Bucksport Population Statistics
Facts of Interest
According to the United States Census Bureau, the town has a total area of 56.5 square miles (146.2 km²), of which 51.6 square miles (133.5 km²) is land and 4.9 square miles (12.7 km², or 8.68%) is water.
Located at the head of Penobscot Bay, Bucksport is drained by the Penobscot River. It includes Silver Lake, a recreation, fishing and birdwatching site.
The town is crossed by U. S. Route 1 and State Routes 3, 15 and 46. It borders the towns of Orrington and Holden to the north, Dedham and Orland to the east, and (separated by the Penobscot River) Verona Island to the south, and Prospect, Frankfort and Winterport to the west.
The first inhabitants of Bucksport were a 5,000 year old prehistoric culture known as the Red Paint People, that would later be referred to as the Maritime Archaic. They were thought to be a highly advanced native fishing culture that buried red paint in their graves along with stone tools and weapons.
The first archaeological dig in the State of Maine, if not the entire United States, was initiated by Professor Charles Willoughby in 1891 on Indian Point, on a site long occupied by the paper-making industry.
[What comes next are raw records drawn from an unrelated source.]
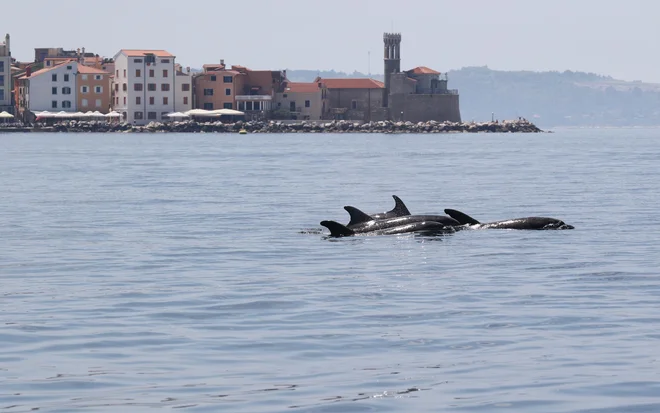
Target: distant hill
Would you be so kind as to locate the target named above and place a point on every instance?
(546, 98)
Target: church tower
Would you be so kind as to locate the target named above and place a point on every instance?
(392, 42)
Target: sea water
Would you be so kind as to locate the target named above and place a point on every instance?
(189, 271)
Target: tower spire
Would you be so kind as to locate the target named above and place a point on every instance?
(392, 60)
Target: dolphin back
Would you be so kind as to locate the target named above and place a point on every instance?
(337, 229)
(462, 218)
(400, 210)
(357, 216)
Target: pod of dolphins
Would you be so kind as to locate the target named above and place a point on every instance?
(400, 221)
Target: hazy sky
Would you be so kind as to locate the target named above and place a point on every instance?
(616, 38)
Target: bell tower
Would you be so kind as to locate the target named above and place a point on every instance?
(392, 43)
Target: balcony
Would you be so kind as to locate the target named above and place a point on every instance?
(252, 98)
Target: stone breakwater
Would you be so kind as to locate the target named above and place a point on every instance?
(518, 126)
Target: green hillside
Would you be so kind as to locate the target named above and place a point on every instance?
(546, 98)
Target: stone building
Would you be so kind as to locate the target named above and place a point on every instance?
(416, 95)
(354, 99)
(5, 76)
(250, 91)
(300, 101)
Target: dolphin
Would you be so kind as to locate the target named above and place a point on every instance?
(399, 210)
(362, 222)
(430, 227)
(534, 223)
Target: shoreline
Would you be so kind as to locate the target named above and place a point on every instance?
(342, 126)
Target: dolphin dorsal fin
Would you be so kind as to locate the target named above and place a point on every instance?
(459, 216)
(400, 209)
(337, 229)
(357, 216)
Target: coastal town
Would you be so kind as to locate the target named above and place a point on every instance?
(144, 87)
(139, 86)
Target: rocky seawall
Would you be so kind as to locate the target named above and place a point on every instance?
(518, 126)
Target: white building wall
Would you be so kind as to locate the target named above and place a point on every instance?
(183, 97)
(41, 96)
(5, 81)
(121, 96)
(144, 105)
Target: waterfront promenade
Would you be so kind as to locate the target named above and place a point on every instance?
(517, 126)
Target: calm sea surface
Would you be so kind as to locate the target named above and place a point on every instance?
(190, 271)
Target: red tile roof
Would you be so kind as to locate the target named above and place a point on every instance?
(45, 69)
(295, 87)
(352, 83)
(138, 53)
(90, 70)
(423, 70)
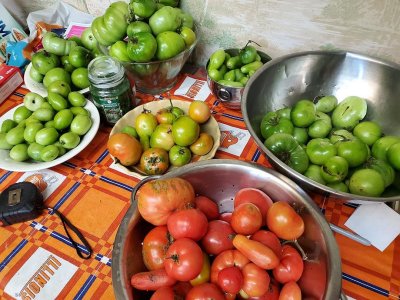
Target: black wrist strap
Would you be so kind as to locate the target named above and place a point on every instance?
(66, 224)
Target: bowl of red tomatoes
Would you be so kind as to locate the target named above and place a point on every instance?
(224, 229)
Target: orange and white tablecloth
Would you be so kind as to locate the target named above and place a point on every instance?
(37, 260)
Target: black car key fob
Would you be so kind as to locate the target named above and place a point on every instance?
(20, 202)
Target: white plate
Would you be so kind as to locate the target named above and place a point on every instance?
(38, 87)
(211, 127)
(7, 163)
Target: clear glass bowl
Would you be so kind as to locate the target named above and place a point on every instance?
(156, 77)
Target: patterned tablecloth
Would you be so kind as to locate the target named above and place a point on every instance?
(37, 261)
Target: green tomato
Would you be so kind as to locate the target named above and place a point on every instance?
(320, 150)
(326, 104)
(338, 186)
(165, 19)
(393, 155)
(57, 101)
(49, 153)
(185, 131)
(69, 140)
(46, 136)
(43, 61)
(179, 156)
(60, 87)
(15, 136)
(63, 119)
(285, 147)
(354, 151)
(19, 152)
(334, 169)
(79, 57)
(44, 114)
(143, 8)
(34, 151)
(366, 182)
(169, 44)
(88, 39)
(4, 145)
(303, 113)
(314, 173)
(368, 132)
(56, 74)
(35, 75)
(81, 124)
(272, 123)
(31, 130)
(7, 125)
(119, 51)
(136, 27)
(21, 113)
(300, 135)
(382, 145)
(349, 112)
(56, 45)
(80, 78)
(76, 99)
(33, 101)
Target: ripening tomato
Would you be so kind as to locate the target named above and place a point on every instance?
(155, 245)
(226, 259)
(125, 148)
(255, 280)
(284, 221)
(183, 260)
(205, 291)
(208, 207)
(268, 238)
(230, 280)
(158, 198)
(218, 237)
(290, 267)
(246, 218)
(290, 291)
(190, 223)
(255, 196)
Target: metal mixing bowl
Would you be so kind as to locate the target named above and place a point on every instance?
(307, 75)
(220, 179)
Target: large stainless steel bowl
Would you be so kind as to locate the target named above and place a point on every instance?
(220, 180)
(285, 80)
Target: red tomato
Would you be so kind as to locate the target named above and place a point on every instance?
(290, 267)
(125, 148)
(164, 293)
(151, 280)
(227, 217)
(256, 252)
(255, 196)
(255, 280)
(290, 291)
(284, 221)
(208, 207)
(226, 259)
(205, 291)
(155, 245)
(230, 280)
(246, 218)
(190, 223)
(218, 237)
(183, 260)
(268, 238)
(158, 198)
(271, 294)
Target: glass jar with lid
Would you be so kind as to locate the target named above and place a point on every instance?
(110, 88)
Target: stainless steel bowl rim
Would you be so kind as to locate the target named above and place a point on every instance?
(298, 176)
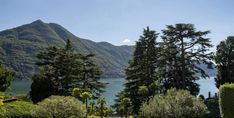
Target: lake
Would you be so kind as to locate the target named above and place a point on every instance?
(115, 85)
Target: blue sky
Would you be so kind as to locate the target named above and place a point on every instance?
(120, 22)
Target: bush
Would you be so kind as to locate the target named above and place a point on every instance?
(226, 102)
(61, 107)
(18, 109)
(174, 104)
(23, 97)
(212, 104)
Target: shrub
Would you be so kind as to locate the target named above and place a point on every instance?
(18, 109)
(23, 97)
(174, 104)
(226, 102)
(61, 107)
(212, 104)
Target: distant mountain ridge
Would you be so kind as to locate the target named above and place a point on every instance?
(19, 46)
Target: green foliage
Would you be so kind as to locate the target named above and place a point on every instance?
(126, 104)
(141, 70)
(90, 76)
(182, 50)
(226, 96)
(101, 101)
(23, 97)
(143, 90)
(41, 88)
(86, 95)
(61, 107)
(77, 92)
(62, 67)
(18, 109)
(213, 107)
(174, 104)
(66, 70)
(224, 60)
(6, 77)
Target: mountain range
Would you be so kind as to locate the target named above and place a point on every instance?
(19, 47)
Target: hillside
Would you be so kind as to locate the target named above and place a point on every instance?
(19, 46)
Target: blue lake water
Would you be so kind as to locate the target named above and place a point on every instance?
(115, 85)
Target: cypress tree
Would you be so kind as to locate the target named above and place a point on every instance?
(225, 61)
(183, 50)
(141, 70)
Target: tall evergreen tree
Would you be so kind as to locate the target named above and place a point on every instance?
(62, 66)
(141, 70)
(6, 77)
(183, 50)
(90, 76)
(225, 61)
(67, 69)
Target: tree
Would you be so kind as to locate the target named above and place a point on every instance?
(61, 107)
(85, 96)
(183, 50)
(101, 101)
(41, 88)
(126, 104)
(90, 76)
(62, 67)
(174, 104)
(6, 77)
(226, 103)
(224, 59)
(141, 70)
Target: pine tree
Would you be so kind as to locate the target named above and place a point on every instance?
(90, 76)
(6, 77)
(68, 69)
(141, 70)
(183, 50)
(225, 61)
(62, 66)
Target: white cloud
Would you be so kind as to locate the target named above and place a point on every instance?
(126, 41)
Notable Natives of Bucksport
Carl Darling Buck, a distinguished American philologist, was born in Bucksport on October 2, 1866. His Dictionary of Selected Synonyms in the Principal Indo-European Languages was called by Calvert Watkins "a treasure house of words, word origins, expressions, and ideas..., a monument to a great American scholar". Many of Buck's books went through multiple editions, and several are still in print.
Frank Fellows, a U.S. Representative from Maine, was born in Bucksport on November 7, 1889. He was elected as a Republican to the Seventy-seventh Congress and to the five succeeding Congresses, and served from January 3, 1941, until his death in Bangor, August 27, 1951. He is interred in Silver Lake Cemetery.
Edward Winslow Hinks, a career United States Army officer, was born in Bucksport on May 30, 1830. He served as a brigadier general during the American Civil War. On December 3, 1867, President Andrew Johnson nominated Hinks for the award of the honorary grade of brevet brigadier general in the regular army, to rank from March 2, 1867, for his service at Petersburg. The U.S. Senate confirmed the award on February 14, 1868.
Dora Wiley, an American soprano, was born in Bucksport in 1852 or 1853. She performed in operas and concerts in the United States, England, and Australia during the last three decades of the 19th century. Nicknamed "The Sweet Singer of Maine", her chief successes were in operettas and comic operas. She enjoyed popularity on the New York stage during the 1880s.